Sunday, February 1, 2009

Prognosticators: Right but Wrong

Peter Schiff talked about the subprime crisis before it happened, so unlike others, he actually fingered the prime mover. But he also predicted that this would imply a weaker dollar and the US equity market would underperform. This latter implication seems totally reasonable, and highlights how tricky it is to predict the future, because even if you have a crystal ball and see one part of the economy doing something, the complexity of the economy makes it not obvious as to how best to play that hand. From the WSJ:
Peter Schiff predicted a collapse of the U.S. financial system. The bust-up he didn't foresee was the one that made mincemeat of investors who took his advice in 2008.

Mr. Schiff's Darien, Conn., broker-dealer firm, Euro Pacific Capital Inc., advised its clients to bet that the dollar would weaken significantly and that foreign stocks would outpace their U.S. peers. Instead, the dollar advanced against most currencies, magnifying the losses from foreign stocks Mr. Schiff steered his investors into.

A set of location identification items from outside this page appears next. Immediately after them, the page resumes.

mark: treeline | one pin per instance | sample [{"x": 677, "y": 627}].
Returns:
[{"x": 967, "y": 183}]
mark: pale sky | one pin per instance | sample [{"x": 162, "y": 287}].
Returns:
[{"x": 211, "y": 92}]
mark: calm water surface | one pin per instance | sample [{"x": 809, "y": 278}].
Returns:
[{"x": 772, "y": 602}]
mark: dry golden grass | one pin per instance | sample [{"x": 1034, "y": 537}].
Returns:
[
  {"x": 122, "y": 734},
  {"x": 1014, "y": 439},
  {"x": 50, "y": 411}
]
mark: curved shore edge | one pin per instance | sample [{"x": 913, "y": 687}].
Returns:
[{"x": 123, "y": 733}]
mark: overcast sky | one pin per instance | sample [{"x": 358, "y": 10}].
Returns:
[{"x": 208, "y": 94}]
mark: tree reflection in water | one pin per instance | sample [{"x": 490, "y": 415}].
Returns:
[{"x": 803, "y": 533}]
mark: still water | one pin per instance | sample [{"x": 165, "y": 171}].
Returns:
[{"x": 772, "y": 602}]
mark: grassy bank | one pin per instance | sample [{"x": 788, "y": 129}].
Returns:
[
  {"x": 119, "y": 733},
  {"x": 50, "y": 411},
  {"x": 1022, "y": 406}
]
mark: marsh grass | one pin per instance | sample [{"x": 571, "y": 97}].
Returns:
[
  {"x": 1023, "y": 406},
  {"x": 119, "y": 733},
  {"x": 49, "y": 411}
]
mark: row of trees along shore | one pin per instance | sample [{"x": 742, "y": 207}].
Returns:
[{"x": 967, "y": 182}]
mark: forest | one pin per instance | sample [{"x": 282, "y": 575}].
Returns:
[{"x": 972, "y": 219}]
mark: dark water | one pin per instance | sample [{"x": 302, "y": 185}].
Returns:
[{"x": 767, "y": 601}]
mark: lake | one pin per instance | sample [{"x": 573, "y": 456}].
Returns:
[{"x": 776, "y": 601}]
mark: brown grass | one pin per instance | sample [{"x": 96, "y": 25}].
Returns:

Investors open accounts at Euro Pacific to take advantage of Mr. Schiff's investment advice, which generally involves shunning investments in dollars. Individual returns can vary. Some investors may like gold-mining stocks, while others prefer energy-focused stocks.

Most had one thing in common last year: heavy losses. A number of investors said their Euro Pacific portfolios lost 50% or more in 2008, worse than the 38% drop in the Standard & Poor's 500-stock index last year. People familiar with the firm say that hardly any securities recommended by Euro Pacific brokers gained ground in 2008.